Rape is literally gendered by definition for most of the world’s population. Malaysia, India, the UK, northern Ireland, Scotland, most of Africa, tons of China, Indonesia, various US states, etc.
Male rape victims in these places are not legally recognized as rape victims, are not added to rape statistics, do not receive government aid as women do (and typically no activist group will touch them), and as a result, much of society doesnt recognize them as victims.
Remember #bringbackourgirls? A popular hashtag focusing on girls kidnapped by Boko Haram? Well before they even touched a girl, they were murdering and kidnapping over 10000 boys. The media, politicians, and activists only cared about the girls despite them being roughly 3% of the victims. The world only caring about the girls resulted in male victims of the same to be overlooked.
The media cares about viewers. If it hasnt been obvious to you, mainstream and social media cares about your views.m not the truth. If little black sally fell down a well compared to little white kevin, you can bet they will focus in little sally. Because people care more about that group so it gets more views. Talking about male victims of rape isnt going to get nearly the same views or sympathy. So they tend not to show it (though minors are a different story). Even then, you tend to see the word rape omitted. It’s “had sex with”, “had forced relations”, “forced herself on him”. But rape rarely makes it into the headline despite being consice.
Writers care about viewership. A female victim is way more popular than a male victim. It is unsurprising that this is who they would go with. It’s the same reason politicians avoid male victims of inequality. Gendered rape definitions for example are a very clear inequality. But what politician will risk accusations of misogyny for caring about men? India tried to make rape gender neutral and women’s rights groups.m feminists, and female politicians got it switched back. Politicians in favor of helping men were called women haters which isnt a good accusation for a politican.

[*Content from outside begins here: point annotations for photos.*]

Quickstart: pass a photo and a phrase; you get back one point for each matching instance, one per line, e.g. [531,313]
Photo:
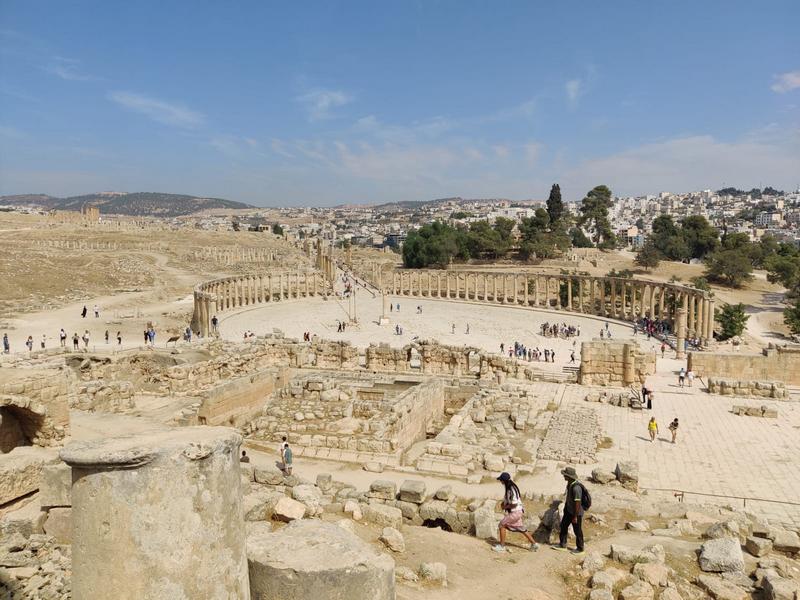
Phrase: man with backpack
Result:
[576,502]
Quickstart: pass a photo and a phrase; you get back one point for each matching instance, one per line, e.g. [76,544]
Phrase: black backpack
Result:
[586,497]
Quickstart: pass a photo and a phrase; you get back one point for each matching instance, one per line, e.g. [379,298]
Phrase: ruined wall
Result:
[38,402]
[614,363]
[773,364]
[235,402]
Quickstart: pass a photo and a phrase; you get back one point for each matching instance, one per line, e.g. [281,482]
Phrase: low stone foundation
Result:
[736,387]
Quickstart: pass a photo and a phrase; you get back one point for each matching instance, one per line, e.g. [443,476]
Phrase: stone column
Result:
[680,332]
[569,293]
[158,515]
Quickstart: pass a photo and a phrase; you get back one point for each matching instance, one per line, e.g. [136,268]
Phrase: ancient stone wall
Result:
[614,363]
[773,364]
[737,387]
[235,402]
[38,403]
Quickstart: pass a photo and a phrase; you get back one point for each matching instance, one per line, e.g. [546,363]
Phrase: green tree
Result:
[594,216]
[555,206]
[579,239]
[791,316]
[701,237]
[729,267]
[648,256]
[434,244]
[732,320]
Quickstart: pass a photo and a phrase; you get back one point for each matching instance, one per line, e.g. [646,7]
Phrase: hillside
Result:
[138,204]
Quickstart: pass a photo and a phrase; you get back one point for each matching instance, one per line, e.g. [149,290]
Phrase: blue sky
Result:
[324,103]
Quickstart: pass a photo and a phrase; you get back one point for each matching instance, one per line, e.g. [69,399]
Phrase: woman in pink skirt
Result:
[513,520]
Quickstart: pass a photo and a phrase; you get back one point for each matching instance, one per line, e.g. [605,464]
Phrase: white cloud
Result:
[158,110]
[66,68]
[786,82]
[692,163]
[320,103]
[574,89]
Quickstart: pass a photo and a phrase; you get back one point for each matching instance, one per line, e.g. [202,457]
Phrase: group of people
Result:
[85,338]
[561,330]
[577,501]
[521,351]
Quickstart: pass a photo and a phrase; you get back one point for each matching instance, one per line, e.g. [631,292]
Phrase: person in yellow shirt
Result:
[652,428]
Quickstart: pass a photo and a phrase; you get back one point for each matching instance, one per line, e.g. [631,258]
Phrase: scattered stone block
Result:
[639,590]
[721,555]
[434,572]
[381,514]
[310,558]
[758,546]
[286,509]
[56,487]
[393,539]
[412,490]
[719,589]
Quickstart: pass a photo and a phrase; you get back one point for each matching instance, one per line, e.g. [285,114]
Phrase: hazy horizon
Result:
[320,105]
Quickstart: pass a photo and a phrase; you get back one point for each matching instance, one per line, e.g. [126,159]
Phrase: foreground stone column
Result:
[158,516]
[310,559]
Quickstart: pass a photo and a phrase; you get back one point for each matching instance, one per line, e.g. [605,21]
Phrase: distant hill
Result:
[136,204]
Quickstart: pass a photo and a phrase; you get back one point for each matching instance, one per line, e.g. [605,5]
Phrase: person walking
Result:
[514,514]
[673,429]
[573,512]
[287,459]
[652,428]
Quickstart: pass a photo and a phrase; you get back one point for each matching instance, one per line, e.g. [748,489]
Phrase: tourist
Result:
[673,428]
[573,512]
[652,429]
[287,459]
[281,450]
[514,514]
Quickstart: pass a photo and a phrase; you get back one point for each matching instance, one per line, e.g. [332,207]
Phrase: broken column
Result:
[312,559]
[158,516]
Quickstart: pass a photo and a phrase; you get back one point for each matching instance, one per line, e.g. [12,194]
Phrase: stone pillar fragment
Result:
[159,516]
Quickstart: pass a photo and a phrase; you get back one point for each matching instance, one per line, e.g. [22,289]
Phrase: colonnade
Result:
[611,297]
[220,295]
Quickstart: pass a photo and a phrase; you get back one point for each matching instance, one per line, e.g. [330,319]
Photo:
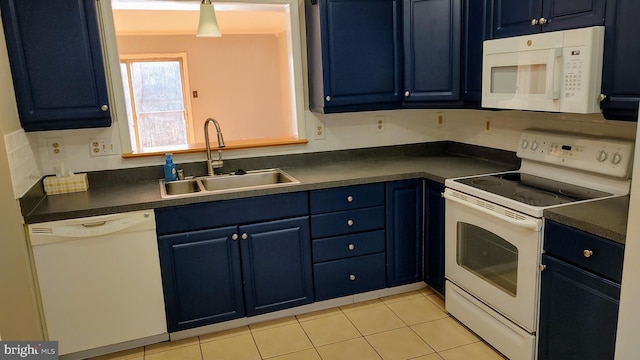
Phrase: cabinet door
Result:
[276,265]
[404,231]
[514,17]
[571,14]
[354,53]
[56,63]
[434,239]
[578,313]
[201,277]
[432,30]
[620,71]
[474,32]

Stop trying to twist this. Not too long ago.m you were honestly asking why male rape victims werent normally in media. Dont pretend you know the solution and that it’s men. Have you seen how small dedicated groups like MRAs (even female ones) are treated for addressing men’s issues? They get protested. They get bomb threats. Cassie Jaye’s film on what men go through was banned in Australian theaters and attacked by news anchors who admittedly didnt even watch it. Caring about men is unpopular. Gender equality that doesnt focus on women is unpopular. Feminism, a popular ideology, is at the forefront, insisting that men do not face inequalities and that misandry isnt real.
It typically just gets people like you who try to twist it as misogyny or men’s fault instead of really looking at the issue.
So anyway, to get back on topic, using trauma to drive a character is normal and is done to men too.
If a female rape victim is more popular with audiences than a male one, why are we having this discussion on a post decrying the constant depiction of female rape victims in the first place? On a post that has been reblogged by people that agree with it thousands upon thousands of times? To say nothing of the engagement of Jessica Chastain’s original tweet?
Why is the criticism of the sort of lazy, misogynistic writing that uses the rape of female characters for cheap drama such a widely discussed, commonly accepted talking point in most, if not all feminist media critique?
That would suggest to me, that a female victim is not, actually, more popular with audiences and that, in actual fact, you’re full of shit, mate.
And pardon me for wandering from the point here, but Boko Haram? #BringBackOurGirls? Cassie Jay?
Do you have any other men’s rights talking points from over half a decade ago that you’d like to throw out, apropos of nothing, and see if they stick?